Sinto uma dificuldade imensa de encontrar mulheres que compartilham comigo desse sentimento de ser uma “mãe contemporânea”. A maior parte dos textos que encontro, principalmente na internet, parece que foi escrita para as mães de outras gerações. Não falam diretamente a mim. 

Sou uma mulher do meu tempo. Independente, consciente, feminina, alternativa, guerreira, carinhosa, forte e doce, tudo ao mesmo tempo. Gosto de trabalhar, de ganhar dinheiro, de dirigir na estrada, de cuidar do jardim, de cozinhar, de decorar a casa. Como tantas outras, tenho dias de santa e dias de… vocês sabem! Todas nós temos papéis múltiplos na sociedade, mas tudo o que leio parece querer nos rotular e nos impossibilita de ter todas as faces, de ser várias mulheres em uma só. 

Acredito que ser mãe é mais um destes papéis – talvez o mais delicioso deles, e também o que mais exige uma “alta performance”. Mas não acho que optar pela maternidade é abrir mão dos outros papéis. Ainda serei esposa, filha, profissional, sonhadora… ainda terei a minha individualidade, para possibilitar aos meus filhos a chance de serem independentes e ter sua própria personalidade. 

O fato de trabalhar fora, por exemplo, não vai me impedir de ser mãe em tempo integral. É preciso que as mulheres da nossa geração encontrem seu lugar e se posicionem. Conquistamos espaço e hoje temos o direito de escolher quais papéis desempenhar – até mesmo podemos escolher ficar em casa com os filhos, sem trabalhar fora, se isso nos fizer feliz. 

O que vejo hoje são duas vertentes radicais de pensamento: a mãe que não abandona a carreira por nada e a mãe que abre mão de tudo pelos filhos. Mas eu estou no meio-termo da balança. Não quero parar de trabalhar e quero conviver com o bebê que virá, tanto quanto eu puder. 
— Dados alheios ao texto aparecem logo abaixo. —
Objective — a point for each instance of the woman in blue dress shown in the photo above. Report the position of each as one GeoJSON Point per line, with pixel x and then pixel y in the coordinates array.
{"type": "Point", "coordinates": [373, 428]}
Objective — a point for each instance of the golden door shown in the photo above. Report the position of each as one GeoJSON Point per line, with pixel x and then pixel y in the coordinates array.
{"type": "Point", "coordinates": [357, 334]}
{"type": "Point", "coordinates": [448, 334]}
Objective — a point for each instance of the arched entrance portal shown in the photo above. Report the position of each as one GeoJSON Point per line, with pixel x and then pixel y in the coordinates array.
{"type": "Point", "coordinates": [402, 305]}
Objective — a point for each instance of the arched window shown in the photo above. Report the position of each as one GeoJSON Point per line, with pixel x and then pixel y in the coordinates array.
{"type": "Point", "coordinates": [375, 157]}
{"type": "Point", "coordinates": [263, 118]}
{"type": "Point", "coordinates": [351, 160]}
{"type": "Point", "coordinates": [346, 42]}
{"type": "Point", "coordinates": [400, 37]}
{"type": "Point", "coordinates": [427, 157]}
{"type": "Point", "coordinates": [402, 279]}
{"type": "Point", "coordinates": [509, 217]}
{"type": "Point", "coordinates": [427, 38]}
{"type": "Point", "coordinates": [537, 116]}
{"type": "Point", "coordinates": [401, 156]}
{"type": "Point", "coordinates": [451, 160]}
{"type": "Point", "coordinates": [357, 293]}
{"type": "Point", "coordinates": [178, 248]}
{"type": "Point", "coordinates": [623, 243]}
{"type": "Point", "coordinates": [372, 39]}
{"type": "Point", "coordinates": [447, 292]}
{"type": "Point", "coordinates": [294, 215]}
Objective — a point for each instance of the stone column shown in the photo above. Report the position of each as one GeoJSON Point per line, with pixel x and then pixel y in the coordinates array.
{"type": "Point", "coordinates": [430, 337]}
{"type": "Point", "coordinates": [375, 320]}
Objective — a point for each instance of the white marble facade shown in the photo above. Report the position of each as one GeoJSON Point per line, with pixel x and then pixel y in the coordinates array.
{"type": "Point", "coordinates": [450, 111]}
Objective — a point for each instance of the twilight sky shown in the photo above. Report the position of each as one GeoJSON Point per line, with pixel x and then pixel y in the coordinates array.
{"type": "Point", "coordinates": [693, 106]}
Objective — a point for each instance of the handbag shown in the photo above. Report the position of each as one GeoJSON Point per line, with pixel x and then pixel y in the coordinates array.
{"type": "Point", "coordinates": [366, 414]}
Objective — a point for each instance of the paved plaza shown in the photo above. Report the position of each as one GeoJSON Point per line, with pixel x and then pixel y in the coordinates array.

Quero ter meu dinheiro, para oferecer a ele coisas que eu considero importantes: livros, viagens, cultura, bem-estar e conforto. E quero ter tempo para ensinar a ele a importância dos valores, da educação e da moral. E para amá-lo, carinhá-lo e vê-lo crescer. 

Ainda não encontrei a fórmula mágica, mas ter consciência do que se quer é o primeiro passo.

Só gostaria que nos tratassem com menos mimimi e com mais contemporaneidade.